Seperti diketahui, Amsal Sitepu dituntut dua tahun penjara oleh jaksa Kejari Karo di kasus korupsi pembuatan video profil desa di Kabupaten Karo. Hakim kemudian menyatakan Amsal tidak bersalah dan dijatuhi vonis bebas.
Setelah vonis bebas itu, dugaan adanya pelanggaran etik yang dilakukan jaksa Kejari Karo di kasus Amsal Sitepu mencuat. Komisi III DPR pun sempat menggelar rapat dengan Kajari Karo dan jajaran pada Kamis (2/4) untuk mengetahui penanganan kasus tersebut.
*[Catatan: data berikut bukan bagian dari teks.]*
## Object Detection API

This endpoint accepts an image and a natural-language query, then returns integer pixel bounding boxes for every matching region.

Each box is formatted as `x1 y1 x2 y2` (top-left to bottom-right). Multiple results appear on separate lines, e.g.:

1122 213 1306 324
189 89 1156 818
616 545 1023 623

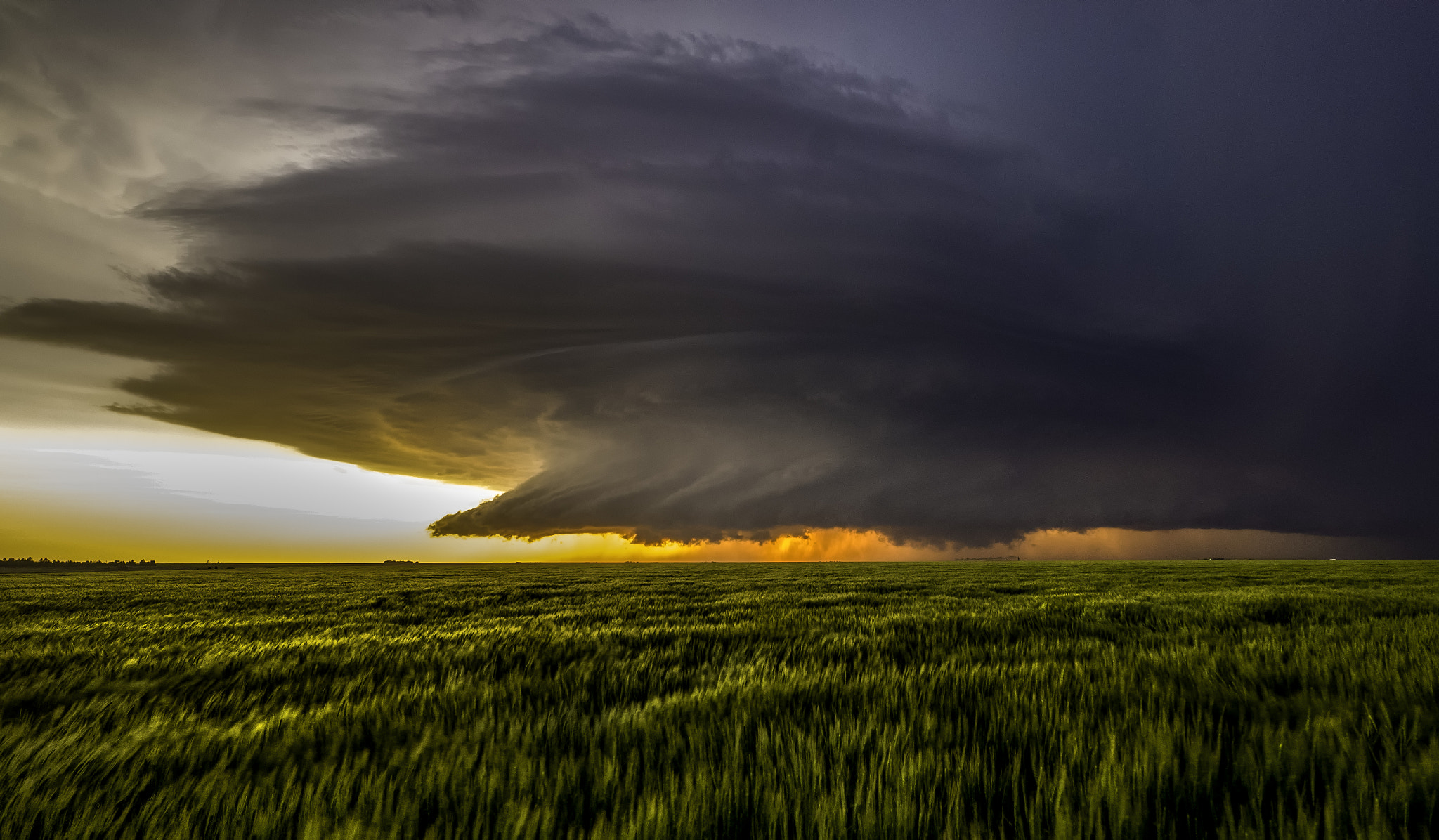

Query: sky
0 0 1439 563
Kejagung bergerak turun tangan mengusut dugaan pelanggaran etik dalam penanganan kasus Amsal Sitepu. Kapuspenkum Kejagung Anang Supriatna membenarkan pihaknya sudah menarik Kajari Karo, Dante Rajagukguk dan para jaksa yang menangani kasus Amsal.
"Bahwa terhadap Kejari Karo, Kasipidsus, dan para Kasubsi atau JPU yang menangani kasus tersebut saat ini sudah ditarik ke Kejaksaan Agung untuk dilakukan klarifikasi dan dieksaminasi nantinya terhadap mereka oleh internal Kejaksaan Agung," kata Kapuspenkum Kejagung Anang Supriatna kepada wartawan, Minggu (5/4/2026).
Anang mengatakan mereka sudah diamankan tim intelijen Kejagung. Selanjutnya tim internal di Kejagung akan mengklarifikasi para jaksa Kejari Karo tersebut terkait penanganan kasus Amsal Sitepu.
"Benar sudah diamankan oleh tim intelijen Kejaksaan Agung. Yang jelas terhadap mereka nantinya akan dilakukan klarifikasi apakah penanganan perkara sudah profesional atau tidak nanti kita tunggu hasil klarifikasi," ujarnya.